Social media must be constantly moving forward, in both content and innovation, to meet the increasing demands from users. Businesses and consumers are looking towards companies like Facebook and Twitter to develop the next step in the way people engage with new media.
Currently new media and social media sites have become deeply invested in the concept of social commerce. As users develop richer and denser networks of connections, social media companies have responded with a system of commerce designed around digital social interactions.
Facebook members can already see the effects of social commerce through sales and promotions that have been tailored for a Facebook specific audience.
To completely understand how social commerce will change social media, social commerce must be defined within the structure of new media.
What is social commerce?
Social commerce can be defined as both a large and small concept that can exist individually and globally.
To understand social commerce on a wide spread scale, in a quote to Heidi Cohen, David Berkowitz of 360i defines social commerce as, “how marketers leverage social media to influence consumers’ shopping behavior, spanning product consideration, purchase intent, the transaction itself, and post-transaction advocacy and retention.”
Essentially social commerce will allow companies to market to new media users using data collected from e commerce purchases and discussions. If a Facebook member posts, likes or clicks a certain product, data will be recorded to market similar items to the same user later on.
Julie Barile of Fairway Market best describes social commerce on an individual scale.
“Social Commerce is the act of consumers with similar interests, passions and needs collectively engaging in conversations related to products and services that satisfy those interests, passions and needs. Those conversations usually segue into several types of actions, such as recommending the products and services to more of their peers, and ultimately the purchase of those products and services,” Barile told marketing expert Heidi Cohen.
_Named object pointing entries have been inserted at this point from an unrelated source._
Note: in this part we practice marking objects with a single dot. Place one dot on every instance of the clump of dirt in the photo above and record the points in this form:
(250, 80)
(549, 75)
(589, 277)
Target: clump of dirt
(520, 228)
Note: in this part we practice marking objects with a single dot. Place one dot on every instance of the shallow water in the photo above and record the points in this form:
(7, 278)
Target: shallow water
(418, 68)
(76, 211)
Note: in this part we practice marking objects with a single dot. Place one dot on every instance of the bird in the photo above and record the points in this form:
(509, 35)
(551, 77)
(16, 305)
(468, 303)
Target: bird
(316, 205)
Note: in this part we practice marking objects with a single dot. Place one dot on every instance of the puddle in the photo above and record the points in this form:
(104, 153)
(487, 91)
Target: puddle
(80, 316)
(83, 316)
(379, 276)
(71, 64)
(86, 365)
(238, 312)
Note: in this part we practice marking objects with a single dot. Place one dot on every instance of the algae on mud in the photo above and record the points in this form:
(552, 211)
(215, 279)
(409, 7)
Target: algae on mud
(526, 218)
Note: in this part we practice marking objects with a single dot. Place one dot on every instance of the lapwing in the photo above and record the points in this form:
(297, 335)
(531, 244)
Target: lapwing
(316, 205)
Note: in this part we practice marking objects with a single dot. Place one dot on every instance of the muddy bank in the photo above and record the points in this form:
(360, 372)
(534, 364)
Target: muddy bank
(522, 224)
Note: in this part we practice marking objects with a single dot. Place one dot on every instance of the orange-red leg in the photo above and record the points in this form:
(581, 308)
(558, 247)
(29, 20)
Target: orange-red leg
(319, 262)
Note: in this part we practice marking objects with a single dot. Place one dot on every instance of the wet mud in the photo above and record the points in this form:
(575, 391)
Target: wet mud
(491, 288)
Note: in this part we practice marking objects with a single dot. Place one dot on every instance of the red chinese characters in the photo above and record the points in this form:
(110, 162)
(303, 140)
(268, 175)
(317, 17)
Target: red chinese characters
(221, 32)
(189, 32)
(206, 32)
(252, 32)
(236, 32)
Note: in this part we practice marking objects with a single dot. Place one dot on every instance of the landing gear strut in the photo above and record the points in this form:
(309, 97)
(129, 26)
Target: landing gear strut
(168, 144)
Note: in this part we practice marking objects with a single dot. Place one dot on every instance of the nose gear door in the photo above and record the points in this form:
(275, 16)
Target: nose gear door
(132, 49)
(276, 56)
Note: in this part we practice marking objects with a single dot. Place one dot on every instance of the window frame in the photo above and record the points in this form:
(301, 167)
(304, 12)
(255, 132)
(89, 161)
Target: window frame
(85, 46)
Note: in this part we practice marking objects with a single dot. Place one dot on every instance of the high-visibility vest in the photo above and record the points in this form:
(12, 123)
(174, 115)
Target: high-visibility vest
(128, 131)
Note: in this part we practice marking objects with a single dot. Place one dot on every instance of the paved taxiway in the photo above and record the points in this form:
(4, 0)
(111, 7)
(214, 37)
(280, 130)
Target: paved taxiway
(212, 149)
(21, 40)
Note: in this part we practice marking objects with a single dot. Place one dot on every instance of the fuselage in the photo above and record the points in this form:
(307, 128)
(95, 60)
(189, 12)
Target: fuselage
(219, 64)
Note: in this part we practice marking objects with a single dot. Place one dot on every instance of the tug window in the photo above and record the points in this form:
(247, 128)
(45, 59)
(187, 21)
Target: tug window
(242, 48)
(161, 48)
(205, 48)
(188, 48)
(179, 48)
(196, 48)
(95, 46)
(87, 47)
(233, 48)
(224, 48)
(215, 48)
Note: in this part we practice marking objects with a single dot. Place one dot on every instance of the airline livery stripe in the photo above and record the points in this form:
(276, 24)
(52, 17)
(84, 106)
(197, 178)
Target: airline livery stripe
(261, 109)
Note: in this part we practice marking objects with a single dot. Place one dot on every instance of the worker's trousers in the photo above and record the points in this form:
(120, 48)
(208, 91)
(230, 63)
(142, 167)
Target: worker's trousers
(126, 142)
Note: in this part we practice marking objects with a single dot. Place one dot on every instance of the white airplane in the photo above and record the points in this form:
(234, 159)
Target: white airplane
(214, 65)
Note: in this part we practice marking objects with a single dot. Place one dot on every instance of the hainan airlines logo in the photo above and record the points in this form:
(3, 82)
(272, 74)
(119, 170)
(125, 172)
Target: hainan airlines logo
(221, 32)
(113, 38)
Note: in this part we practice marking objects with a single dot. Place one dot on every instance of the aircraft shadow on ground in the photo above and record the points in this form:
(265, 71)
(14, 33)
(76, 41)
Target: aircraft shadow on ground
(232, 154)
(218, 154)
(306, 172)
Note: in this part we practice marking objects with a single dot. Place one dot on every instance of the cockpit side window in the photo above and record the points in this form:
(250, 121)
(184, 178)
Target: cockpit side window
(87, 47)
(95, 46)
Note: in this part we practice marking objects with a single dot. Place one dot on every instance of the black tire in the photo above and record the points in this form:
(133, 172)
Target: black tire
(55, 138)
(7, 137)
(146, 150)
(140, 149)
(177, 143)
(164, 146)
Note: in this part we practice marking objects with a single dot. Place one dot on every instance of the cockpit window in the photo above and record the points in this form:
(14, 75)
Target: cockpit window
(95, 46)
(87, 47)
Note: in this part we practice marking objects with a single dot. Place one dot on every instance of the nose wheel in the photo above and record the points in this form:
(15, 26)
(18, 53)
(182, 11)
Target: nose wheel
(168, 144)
Social commerce for new media users is created through word of mouth (links, posts, wall sharing) and the countless reviews posted on sites like Amazon and Yelp. Individual social commerce will allow users to make informed decision about the products the purchase through reviews and analysis.
How will social commerce change Facebook?
Facebook has already taken steps to market its 750 million active users with personalized shopping advertisements and a proprietary system for making purchases straight through Facebook.
As of right now, Facebook has been the largest adopter of social commerce with various companies already achieving success through the site.
According to an info-graphic by Spinback, Pampers recently set up a Facebook store that awarded social sharing and interactions selling 1,000 diapers within one hour. Ticketfly averages 3.25 sales per Facebook share, while companies like Baby & Me contribute 50 percent of sales to Facebook.
These sales are a clear sign that social commerce has been successful in targeting very specific demographics. At this point, Facebook can only continue to open their doors to companies looking to market through social commerce.
Be on the look out for more sponsored posts and marketing showing up around Facebook in the coming year.
How will social commerce change Twitter?
Twitter has not embraced social commerce to the level that Facebook has, however, the new media giant is taking the necessary steps.
At the beginning of the year The Cheesecake Factory created a marketing campaign which rewarded users to tweet new years resolutions with the hashtag, “#SKINNYLICOUS.”
The Cheesecake Factory did this in conjunction with the release of their new “Skinnylicious” menu. People who tweeted new years’ resolutions to the companies Twitter had a chance of winning gift cards from The Cheesecake Factory.
This is a perfect example of how companies can and will use social commerce to promote new releases and sales. Companies can receive free promotion from thousands of users simply by asking people to broadcast the latest news in exchange for giveaways.
For users who will be on Facebook and Twitter anyway, sending a tweet or post for prizes, is minimum effort for the possibility of maximum results.
What’s next for social commerce?
Companies like Givvy are developing new ways to associate themselves with social commerce through Facebook and Twitter. Givvy provides Facebook users recommendations based on product recommendations, and then populates an online shop specifically tailored to that users taste.
Companies like Groupon and Jack Threads also send sale announcements via Twitter, Facebook and mobile applications that encourage users with sharing through those social sites.
New media users can expect to see a completely unique shopping experience based on their preferences that rewards them for social sharing on a grand scale. As social commerce grows in popularity among individuals and marketing professionals, it will continue to shape new media and commerce forever.